At about eleven, he started to yawn, so I told him to go home. I’d made photographic copies of the Bishop case documents he’d brought with him. I’d spend some time maybe the next day, or while Harry was here over the weekend, developing them. It was a far quicker method than retyping the whole lot, or even taking them down in shorthand, and would mean I had my own permanent record of the originals, including the case margin notes.

“Do you think they’re still alive?” he asked me as we stood next to his car. I’d walked him down to the street and we’d had a cigarette. It was balmy, a slight breeze coming from over the ocean—my perfect sort of night, especially as the moon was full in the sky.
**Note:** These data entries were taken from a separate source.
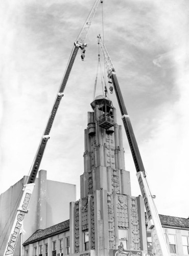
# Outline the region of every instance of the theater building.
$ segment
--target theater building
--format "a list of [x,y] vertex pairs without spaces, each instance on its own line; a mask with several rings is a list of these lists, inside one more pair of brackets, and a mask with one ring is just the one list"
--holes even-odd
[[[4,254],[18,208],[23,185],[28,178],[24,176],[0,195],[1,255]],[[62,197],[62,195],[65,196]],[[75,185],[48,180],[46,171],[40,170],[30,202],[29,213],[25,218],[24,230],[18,240],[14,256],[20,255],[21,237],[23,242],[36,230],[44,229],[62,220],[69,219],[69,202],[76,199]],[[59,203],[60,201],[61,204]],[[65,205],[68,207],[65,207]]]
[[[139,256],[154,252],[143,199],[131,194],[116,110],[103,96],[96,97],[91,105],[85,130],[80,199],[64,204],[63,212],[69,212],[67,220],[62,219],[45,228],[39,221],[24,241],[25,256]],[[62,217],[63,212],[58,211]],[[171,254],[188,255],[189,219],[159,217]]]

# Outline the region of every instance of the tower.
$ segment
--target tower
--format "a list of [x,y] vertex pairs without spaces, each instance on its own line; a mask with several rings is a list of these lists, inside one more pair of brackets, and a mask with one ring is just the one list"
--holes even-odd
[[146,252],[144,204],[141,197],[131,196],[116,110],[102,95],[91,106],[81,199],[70,204],[70,254],[115,255],[118,249]]

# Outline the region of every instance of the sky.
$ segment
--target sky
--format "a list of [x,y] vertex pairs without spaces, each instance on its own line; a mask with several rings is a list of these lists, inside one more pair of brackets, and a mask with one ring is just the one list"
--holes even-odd
[[[0,194],[29,174],[74,42],[94,2],[1,4]],[[86,40],[84,61],[79,51],[40,165],[48,179],[76,184],[80,198],[84,130],[87,112],[92,110],[100,33],[158,212],[188,217],[188,11],[186,0],[99,4]],[[99,73],[96,96],[103,93]],[[115,94],[108,96],[122,124]],[[132,194],[137,196],[140,191],[124,130],[123,139]]]

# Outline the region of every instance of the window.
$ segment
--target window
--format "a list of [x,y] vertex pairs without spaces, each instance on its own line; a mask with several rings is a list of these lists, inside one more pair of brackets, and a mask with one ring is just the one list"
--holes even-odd
[[65,238],[66,254],[69,253],[69,237]]
[[63,253],[63,239],[59,240],[59,252]]
[[148,252],[152,252],[152,235],[151,232],[147,232],[147,247],[148,247]]
[[56,242],[53,242],[53,256],[56,256]]
[[39,256],[42,256],[42,253],[43,253],[43,250],[42,250],[42,245],[39,245]]
[[171,253],[176,254],[176,240],[174,234],[169,234],[169,246]]
[[34,255],[37,256],[37,247],[34,247]]
[[45,256],[48,256],[48,244],[44,245],[44,255]]
[[189,254],[189,237],[182,236],[182,241],[184,254]]
[[84,249],[85,251],[88,250],[88,231],[85,231],[83,233],[84,234]]
[[123,245],[123,249],[127,250],[128,248],[128,229],[119,229],[119,244],[122,243]]

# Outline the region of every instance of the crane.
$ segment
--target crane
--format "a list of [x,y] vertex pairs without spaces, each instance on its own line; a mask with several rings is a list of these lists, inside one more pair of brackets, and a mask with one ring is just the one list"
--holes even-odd
[[4,256],[7,255],[12,256],[13,255],[19,234],[22,228],[25,215],[28,211],[28,205],[35,186],[35,181],[47,142],[50,138],[50,133],[58,106],[63,96],[63,92],[79,48],[82,51],[82,54],[81,56],[82,60],[83,60],[85,57],[84,53],[85,52],[85,48],[87,47],[87,44],[85,42],[85,40],[100,2],[101,4],[103,3],[103,1],[102,0],[96,0],[78,36],[74,42],[74,46],[70,56],[68,60],[63,79],[60,83],[58,93],[56,95],[47,124],[45,127],[44,132],[42,136],[31,167],[29,179],[27,184],[25,185],[23,187],[23,193],[8,238]]
[[[122,115],[122,119],[135,166],[136,176],[147,212],[148,226],[151,231],[155,255],[156,256],[170,256],[159,215],[147,182],[145,168],[130,118],[127,112],[124,100],[116,76],[115,68],[100,34],[98,36],[98,44],[100,45],[103,55],[108,77],[111,80],[112,82],[111,82],[113,83],[115,90]],[[112,88],[110,90],[111,92],[112,90]]]

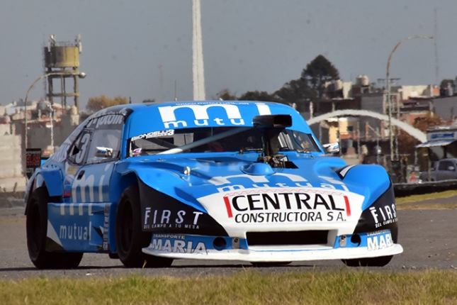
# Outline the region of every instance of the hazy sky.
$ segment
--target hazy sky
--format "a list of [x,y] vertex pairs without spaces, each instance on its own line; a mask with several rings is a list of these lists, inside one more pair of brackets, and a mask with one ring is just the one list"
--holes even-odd
[[[0,104],[25,99],[43,74],[51,34],[59,42],[81,35],[81,109],[101,94],[174,100],[175,82],[178,100],[191,100],[191,0],[3,0]],[[395,45],[412,35],[437,34],[402,44],[390,77],[408,85],[454,79],[456,13],[456,0],[201,0],[206,98],[224,89],[272,93],[320,54],[344,81],[377,82]],[[29,99],[45,94],[43,81]]]

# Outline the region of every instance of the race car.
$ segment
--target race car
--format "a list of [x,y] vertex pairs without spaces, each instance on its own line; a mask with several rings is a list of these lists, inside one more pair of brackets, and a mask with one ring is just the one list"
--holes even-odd
[[326,156],[302,116],[276,103],[103,109],[34,172],[25,201],[40,269],[77,267],[84,253],[157,267],[180,258],[383,266],[402,252],[383,167]]

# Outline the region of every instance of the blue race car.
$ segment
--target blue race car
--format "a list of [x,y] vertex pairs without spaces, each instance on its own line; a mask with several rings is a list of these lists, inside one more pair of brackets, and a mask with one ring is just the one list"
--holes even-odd
[[35,171],[25,200],[40,269],[76,267],[84,253],[141,267],[179,258],[383,266],[402,252],[384,169],[325,156],[303,118],[275,103],[101,110]]

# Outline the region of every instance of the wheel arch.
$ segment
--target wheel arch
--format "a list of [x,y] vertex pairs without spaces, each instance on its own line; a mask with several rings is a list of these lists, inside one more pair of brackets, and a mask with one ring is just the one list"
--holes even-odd
[[24,199],[26,203],[25,214],[27,214],[28,211],[30,196],[33,191],[39,187],[44,187],[47,191],[49,197],[53,199],[53,201],[61,201],[63,193],[62,179],[60,170],[46,170],[43,169],[37,172],[27,187]]

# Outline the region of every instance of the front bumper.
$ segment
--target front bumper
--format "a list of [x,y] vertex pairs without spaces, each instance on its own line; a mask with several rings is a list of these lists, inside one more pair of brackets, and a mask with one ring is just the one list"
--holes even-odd
[[255,246],[245,238],[156,233],[142,252],[170,258],[289,262],[389,256],[403,248],[393,242],[390,230],[383,230],[329,237],[327,244]]

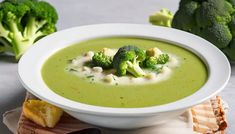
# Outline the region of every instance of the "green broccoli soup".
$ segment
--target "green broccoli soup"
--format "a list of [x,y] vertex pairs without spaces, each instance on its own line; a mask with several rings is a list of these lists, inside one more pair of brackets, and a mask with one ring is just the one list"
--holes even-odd
[[176,45],[134,37],[97,38],[50,56],[42,67],[46,85],[80,103],[138,108],[177,101],[207,80],[205,64]]

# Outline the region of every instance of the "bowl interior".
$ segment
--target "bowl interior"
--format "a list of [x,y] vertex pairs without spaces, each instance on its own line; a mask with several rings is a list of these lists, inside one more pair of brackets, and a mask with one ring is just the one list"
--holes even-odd
[[[204,61],[208,68],[208,80],[196,93],[188,97],[172,103],[145,108],[108,108],[75,102],[57,95],[42,80],[41,67],[43,63],[58,50],[84,40],[112,36],[154,39],[186,48]],[[24,87],[35,96],[49,103],[71,111],[117,116],[154,114],[156,112],[185,109],[199,104],[220,92],[227,84],[231,73],[226,56],[208,41],[173,28],[139,24],[81,26],[51,34],[36,42],[23,55],[19,61],[18,71]]]

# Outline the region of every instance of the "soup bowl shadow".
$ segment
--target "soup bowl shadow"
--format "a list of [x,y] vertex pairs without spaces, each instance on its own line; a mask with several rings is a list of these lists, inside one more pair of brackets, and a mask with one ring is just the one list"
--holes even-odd
[[[84,40],[117,36],[154,39],[183,47],[205,63],[208,80],[190,96],[143,108],[111,108],[75,102],[54,93],[44,83],[42,65],[55,52]],[[141,24],[97,24],[62,30],[37,41],[20,59],[18,73],[27,91],[81,121],[106,128],[133,129],[162,124],[215,96],[228,83],[231,68],[226,56],[213,44],[187,32]]]

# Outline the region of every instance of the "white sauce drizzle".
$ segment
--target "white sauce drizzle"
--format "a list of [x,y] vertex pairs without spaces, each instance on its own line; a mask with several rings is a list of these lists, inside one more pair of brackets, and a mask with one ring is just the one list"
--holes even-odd
[[143,69],[146,72],[145,77],[136,78],[132,75],[117,76],[115,70],[103,70],[101,67],[88,67],[85,63],[92,60],[94,52],[89,51],[83,56],[78,56],[66,68],[67,71],[78,77],[87,78],[91,83],[103,83],[109,85],[132,85],[132,84],[149,84],[164,81],[170,78],[174,68],[180,65],[180,59],[173,54],[169,54],[169,61],[163,65],[161,72]]

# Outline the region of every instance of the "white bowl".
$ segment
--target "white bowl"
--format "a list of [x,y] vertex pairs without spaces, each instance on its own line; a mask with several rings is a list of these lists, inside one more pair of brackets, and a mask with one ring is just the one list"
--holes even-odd
[[[198,55],[207,65],[209,77],[196,93],[181,100],[145,108],[109,108],[75,102],[57,95],[44,83],[41,68],[58,50],[97,37],[137,36],[166,41]],[[227,84],[231,68],[226,56],[208,41],[173,28],[140,24],[98,24],[75,27],[51,34],[35,43],[19,61],[23,86],[38,98],[61,107],[73,117],[97,126],[131,129],[160,124],[187,108],[219,93]],[[193,70],[192,70],[193,71]]]

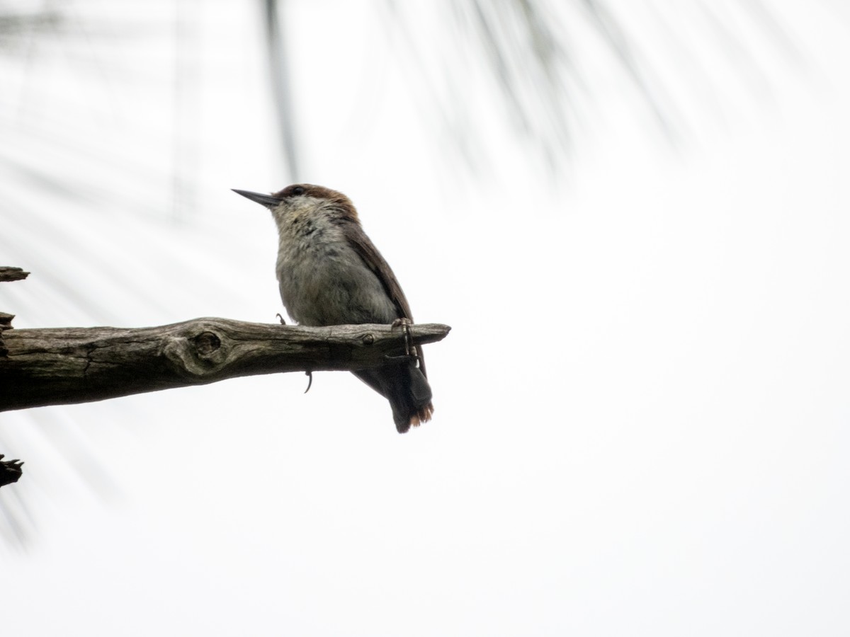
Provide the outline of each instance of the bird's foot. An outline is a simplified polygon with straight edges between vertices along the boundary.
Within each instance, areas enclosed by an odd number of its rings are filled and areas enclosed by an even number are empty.
[[[411,325],[413,322],[410,318],[396,318],[393,321],[390,325],[390,329],[394,330],[397,327],[401,327],[405,331],[405,356],[411,356],[411,353],[415,357],[416,355],[416,348],[413,347],[413,337],[411,335]]]

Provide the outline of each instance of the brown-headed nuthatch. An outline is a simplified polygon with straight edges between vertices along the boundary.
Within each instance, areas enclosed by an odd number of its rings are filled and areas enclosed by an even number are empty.
[[[303,325],[412,321],[393,270],[342,193],[309,183],[274,194],[235,190],[271,211],[280,247],[277,279],[286,312]],[[400,433],[431,419],[422,348],[379,369],[354,372],[389,401]]]

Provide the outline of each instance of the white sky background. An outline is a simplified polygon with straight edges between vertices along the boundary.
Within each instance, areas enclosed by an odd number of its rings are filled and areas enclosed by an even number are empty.
[[[75,16],[173,28],[168,3],[119,4]],[[304,179],[354,200],[418,321],[453,327],[427,349],[434,420],[399,436],[327,373],[306,396],[292,374],[3,414],[0,452],[27,465],[0,497],[35,524],[0,550],[5,632],[847,634],[850,19],[771,3],[794,53],[733,3],[732,42],[642,3],[697,64],[623,4],[683,144],[574,27],[591,96],[552,179],[473,60],[450,68],[486,133],[478,176],[428,100],[458,99],[444,59],[428,87],[371,3],[292,3]],[[90,33],[84,72],[61,39],[4,59],[0,153],[81,184],[9,178],[0,260],[32,270],[0,288],[17,327],[281,311],[270,216],[229,190],[286,183],[259,16],[183,6],[197,92],[176,123],[173,31]],[[416,11],[422,50],[449,47]],[[90,146],[62,144],[74,126]],[[201,140],[178,155],[197,206],[176,212],[175,127]]]

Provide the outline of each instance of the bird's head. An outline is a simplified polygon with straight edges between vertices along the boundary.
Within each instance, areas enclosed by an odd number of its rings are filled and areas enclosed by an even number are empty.
[[[271,194],[236,189],[233,189],[233,191],[269,208],[279,223],[293,212],[314,214],[320,211],[359,222],[357,210],[351,200],[342,193],[324,186],[293,183]]]

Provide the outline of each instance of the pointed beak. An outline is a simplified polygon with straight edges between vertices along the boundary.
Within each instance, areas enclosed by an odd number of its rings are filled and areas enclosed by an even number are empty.
[[[276,208],[283,200],[277,197],[272,197],[270,194],[263,194],[263,193],[252,193],[250,190],[237,190],[235,188],[231,188],[230,189],[235,193],[241,194],[243,197],[250,199],[252,201],[263,204],[267,208]]]

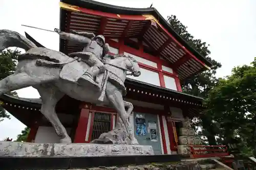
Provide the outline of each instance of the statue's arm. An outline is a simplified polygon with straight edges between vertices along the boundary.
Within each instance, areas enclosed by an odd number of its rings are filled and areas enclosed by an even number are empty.
[[[104,51],[104,54],[107,54],[110,51],[110,45],[108,43],[106,43],[103,45],[103,50]]]
[[[56,29],[54,29],[54,31],[59,34],[60,38],[70,40],[81,45],[87,44],[91,43],[92,41],[90,38],[81,35],[60,32],[60,30]]]

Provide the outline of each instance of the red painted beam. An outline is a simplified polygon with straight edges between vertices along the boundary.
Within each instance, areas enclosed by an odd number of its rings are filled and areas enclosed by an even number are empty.
[[[159,56],[161,53],[161,51],[164,49],[164,48],[168,45],[170,42],[172,42],[172,39],[169,38],[168,40],[167,40],[166,41],[164,42],[164,43],[161,46],[158,50],[156,51],[156,56]]]
[[[100,28],[98,32],[98,35],[102,35],[108,23],[108,19],[106,17],[102,17],[100,20]]]
[[[150,26],[151,26],[151,21],[150,20],[148,20],[148,22],[145,25],[145,26],[143,27],[143,28],[141,30],[141,32],[139,34],[140,37],[138,38],[139,41],[143,40],[144,35],[146,32],[147,30],[148,30]]]
[[[188,54],[186,54],[174,63],[175,68],[177,69],[179,66],[188,61],[190,58],[191,56]]]
[[[66,10],[71,10],[70,5],[64,3],[60,3],[60,7]],[[78,10],[79,12],[87,13],[90,15],[105,16],[109,18],[112,18],[118,19],[127,19],[127,20],[144,20],[146,19],[146,17],[142,15],[122,15],[114,14],[109,12],[101,12],[91,9],[89,9],[84,8],[81,8],[78,6],[72,6],[73,10]]]
[[[133,20],[130,20],[129,21],[129,22],[127,25],[126,27],[125,28],[125,29],[123,31],[123,34],[122,35],[122,37],[123,38],[124,37],[124,36],[126,34],[127,32],[128,32],[128,31],[129,31],[130,29],[132,27],[134,22],[134,21],[133,21]]]

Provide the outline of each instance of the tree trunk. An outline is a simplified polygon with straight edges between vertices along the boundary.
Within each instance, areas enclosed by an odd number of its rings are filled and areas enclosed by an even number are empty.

I shook my head. “I really don’t know, Vince, and that’s the honest truth. Most of the ‘Mrs. Keepit’ cases I’ve read about have had the children found within the first six weeks. How long is it now? Three months? Unless the kidnappers have moved interstate there’s a strong possibility we should be looking for bodies. I noticed there’s a lot of places that were never searched, like the storm water drain that goes under the tennis courts and discharges onto the northern end of the beach. No one seems to have checked the caves and ledges along the cliff face between Coogee and Thommo’s Bay, nor have there been searches through the rifle ranges at Kensington or Malabar.”